Last week we made less than three hundred—I don’t ever remember a week that bad—and it didn’t seem to knock a feather out
of her.”

Stephen tried to find a word that contained
l
,
x
, two
a
’s, and a
t
. “Don’t forget, we’re in a recession. All businesses are suffering.”

Geraldine unplugged the television. “It’s not that, though—this is different. I’m really wondering if there’s some kind of
boycott going on.”

Stephen gave up and tagged
“axl”
onto the
e
of
“fable,”
which earned him a pathetic eleven points. “Hardly a boycott. Surely everyone appreciates that the accident wasn’t Alice’s
fault—what would be the point in taking it out on her?”

Geraldine bundled the newspaper sections on the coffee table into a neat pile. “You’d be surprised. I’d swear Sheila Barrett
crossed the street when she spotted me yesterday—she never misses the new stock, and there hasn’t been a sign of her lately.”
She straightened the rug in front of the fire with her foot. “And another thing—Alice has started disappearing in the middle
of the day.”

“Disappearing?”

“Well, she doesn’t say where she’s going, just that she has things to do, very vague. She was gone for over two hours yesterday.
Normally she just does the weekly run to the wholesalers or takes half an hour around the town now and again.”

“She’s got a lot on her mind,” Stephen said, eyeing the
“excel”
his virtual opponent, Stanley, had just entered.

“She certainly has—half the time she doesn’t seem to hear me when I talk to her.” Geraldine walked to the door with her newspaper
bundle. “Will I make tea for you?”

“I might be another while,” Stephen said, determined not to let Stanley, described only as adept, beat him. “Have your own,
and I’ll be up when I finish this.”

In the kitchen Geraldine poured water into the kettle and put a tea bag into her cup. No point in a pot for just one. She
took a single ginger nut from the pack and left the rest in the press.

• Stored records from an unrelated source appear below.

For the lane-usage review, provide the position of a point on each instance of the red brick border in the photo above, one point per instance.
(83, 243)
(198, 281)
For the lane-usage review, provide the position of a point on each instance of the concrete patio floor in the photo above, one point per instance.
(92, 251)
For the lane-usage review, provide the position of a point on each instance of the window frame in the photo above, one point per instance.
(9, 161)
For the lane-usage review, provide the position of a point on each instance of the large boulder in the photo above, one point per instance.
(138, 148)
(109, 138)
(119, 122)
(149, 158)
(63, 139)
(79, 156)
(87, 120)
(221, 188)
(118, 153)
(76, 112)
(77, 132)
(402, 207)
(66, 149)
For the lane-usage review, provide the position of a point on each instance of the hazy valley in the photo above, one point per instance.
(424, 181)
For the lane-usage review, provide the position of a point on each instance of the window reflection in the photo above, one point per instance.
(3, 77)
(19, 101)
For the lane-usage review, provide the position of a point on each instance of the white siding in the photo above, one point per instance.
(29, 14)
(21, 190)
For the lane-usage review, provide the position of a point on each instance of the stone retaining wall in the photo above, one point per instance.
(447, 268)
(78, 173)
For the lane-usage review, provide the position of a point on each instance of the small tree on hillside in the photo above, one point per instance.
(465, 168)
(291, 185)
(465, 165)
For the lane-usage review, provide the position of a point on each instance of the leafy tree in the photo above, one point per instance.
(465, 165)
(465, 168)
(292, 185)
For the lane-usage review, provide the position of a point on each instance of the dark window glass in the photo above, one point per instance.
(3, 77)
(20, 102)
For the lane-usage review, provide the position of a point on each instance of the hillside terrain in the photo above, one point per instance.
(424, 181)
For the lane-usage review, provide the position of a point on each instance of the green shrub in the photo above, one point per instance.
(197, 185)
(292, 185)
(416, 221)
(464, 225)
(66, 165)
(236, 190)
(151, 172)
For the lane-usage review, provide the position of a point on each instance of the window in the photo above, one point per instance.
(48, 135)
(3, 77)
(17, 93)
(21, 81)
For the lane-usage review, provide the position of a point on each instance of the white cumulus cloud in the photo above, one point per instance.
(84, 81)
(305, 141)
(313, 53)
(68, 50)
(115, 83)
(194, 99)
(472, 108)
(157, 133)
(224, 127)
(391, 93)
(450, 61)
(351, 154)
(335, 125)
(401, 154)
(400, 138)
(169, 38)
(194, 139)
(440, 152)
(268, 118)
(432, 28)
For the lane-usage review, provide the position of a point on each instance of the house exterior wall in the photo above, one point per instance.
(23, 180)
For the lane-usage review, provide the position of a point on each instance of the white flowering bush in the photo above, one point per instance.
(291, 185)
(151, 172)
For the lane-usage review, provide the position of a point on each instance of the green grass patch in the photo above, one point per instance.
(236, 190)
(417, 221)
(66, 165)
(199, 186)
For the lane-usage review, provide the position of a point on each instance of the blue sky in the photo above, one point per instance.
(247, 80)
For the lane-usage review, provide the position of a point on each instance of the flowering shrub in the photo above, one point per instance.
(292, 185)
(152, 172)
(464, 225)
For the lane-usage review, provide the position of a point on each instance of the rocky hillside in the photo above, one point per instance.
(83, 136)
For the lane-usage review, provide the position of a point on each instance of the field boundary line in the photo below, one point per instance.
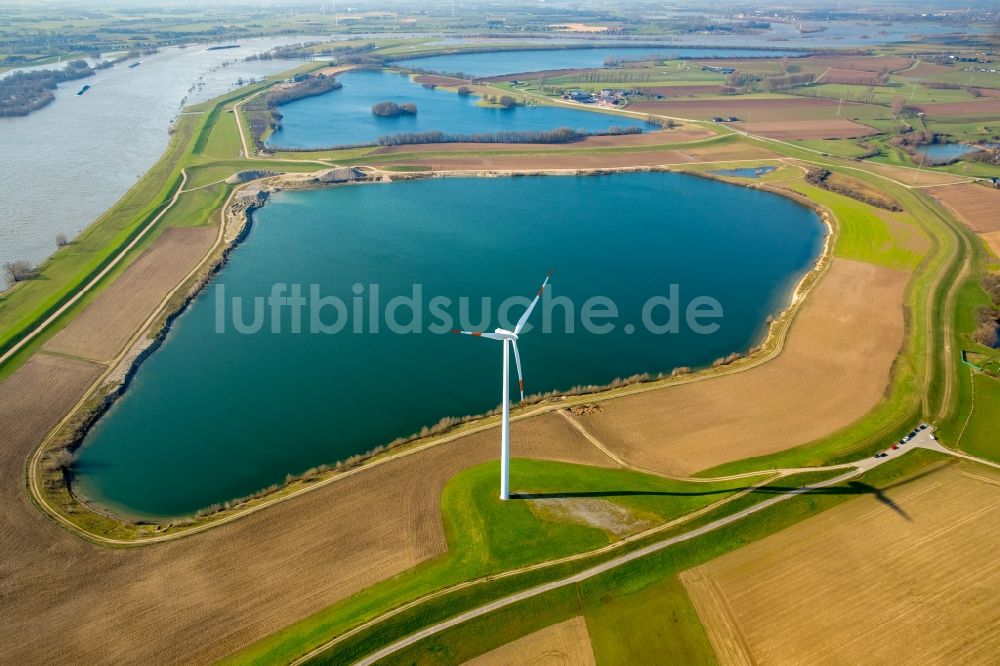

If you need to cut my hours, that’s okay,
she’d said to Alice.
Just while things are slow.
She and Stephen would manage fine—if she had no income at all, they’d manage on what he made. But Alice had shaken her head
and said,
Ah no, we needn’t do that.

She must be losing money now, must be out of pocket. Ridiculous for Geraldine to be there all the time, when some days only
half a dozen customers came in. Some days they didn’t sell a single pair of shoes.

How’s Tom doing?
she’d asked a couple of times since the accident, and Alice had said,
He’s fine,
or
Bearing up,
in the kind of tight voice that had kept Geraldine from saying any more.

Come to dinner this evening,
she’d suggested more than once,
you and Tom. Four is as easy to cook for as two.
But Alice had shaken her head and found an excuse each time, and Geraldine had eventually given up.

The kettle boiled, and she made tea and brought it upstairs with her biscuit. Just as well she had John Grisham to distract
her when she went to bed.

“She’s getting up,” Hannah said. “Head her off at the pass.”

Adam turned and moved swiftly through the tables of drinkers, advancing diagonally toward the back door. He reached it as
Vivienne approached from the opposite direction, clarinet clutched to her chest. Tonight she wore a long black dress with
sleeves to her elbows and black suede ankle boots.